Angus Livingston and Daniel McCulloch
(Australian Associated Press)
Google and Facebook will be put under the microscope to make sure they’re not abusing their power to unfairly dominate Australia’s advertising market.
Privacy laws will also be reviewed to make sure personal data is protected online, as the competition watchdog takes Google to court for deliberately misleading customers about data it was collecting.
Prime Minister Scott Morrison says social media bosses will be asked to develop a voluntary code of conduct to address bargaining power between media companies and advertisers.
But if the talks aren’t successful by November, he’ll impose a mandatory code.
“We have already acted and demanded their attention when it comes to terrorist content, and we have led the world in that. I can assure you that that has got their attention,” Mr Morrison told reporters in Melbourne on Thursday.
“Our preference is for them to sit down and work out these new commercial rules between them, which would be binding upon them once the code has been established.
“I can assure you the backstop is there. If I don’t think this thing is tracking … a mandatory code will happen.”
The Australian Competition and Consumer Commission will be given $26.9 million to set up a new specialist unit to monitor and report on digital platforms.
The government hopes to develop “platform-neutral” media regulations from early next year.
Facebook’s Australian director of policy Mia Garlick said it was an “opportune time” to work with democratic countries on new laws.
“We support a sustainable news ecosystem, which is why we work with publishers to help them reach new audiences and invest significantly in tools to provide transparency over the content people and publishers see on our services,” Ms Garlick said.
Treasurer Josh Frydenberg said the government had not accepted all 23 recommendations from the ACCC’s review of digital platforms, but one it had accepted related to Australian content regulations.
The government wants to determine whether there should be Australian content obligations on subscription services such as Netflix.
It will also consider policies around supporting Australian film and television, and the amount of Australian drama and children’s content on free-to-air TV and streaming services.
“On free-to-air content regulation, the issues are clear and the answers are already there.

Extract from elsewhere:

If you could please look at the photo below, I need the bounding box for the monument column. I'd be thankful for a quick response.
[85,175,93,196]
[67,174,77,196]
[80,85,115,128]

We just have to get cracking and get it done,” Network Ten chief executive Paul Anderson said.
ACCC boss Rod Sims said he was “delighted” the government has recognised the significance of the review’s findings.

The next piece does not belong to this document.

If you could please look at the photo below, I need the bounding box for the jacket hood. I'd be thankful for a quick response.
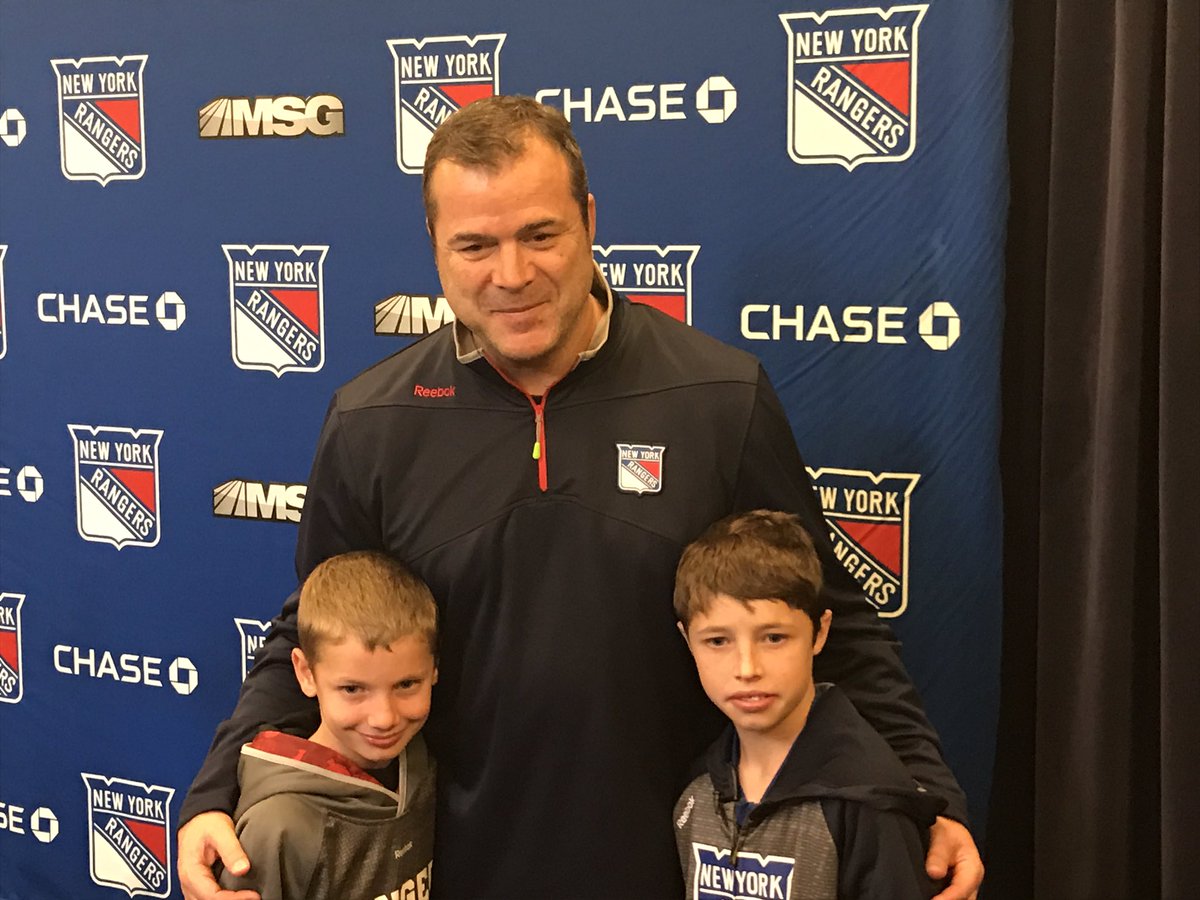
[704,684,946,826]
[239,732,430,818]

“Google and Facebook have grown to have almost unfettered market power, with significant impacts on consumers that must be addressed,” he said.
“We’re proud that Australia will now be one of the first countries in the world to develop such a comprehensive roadmap for broad reforms relating to digital platforms.”
The ACCC will now start a new inquiry into the digital advertising tech supply chain, focusing on digital display ads.
The watchdog is taking Google to court for allegedly misleading customers for almost two years about how to stop their locations being tracked.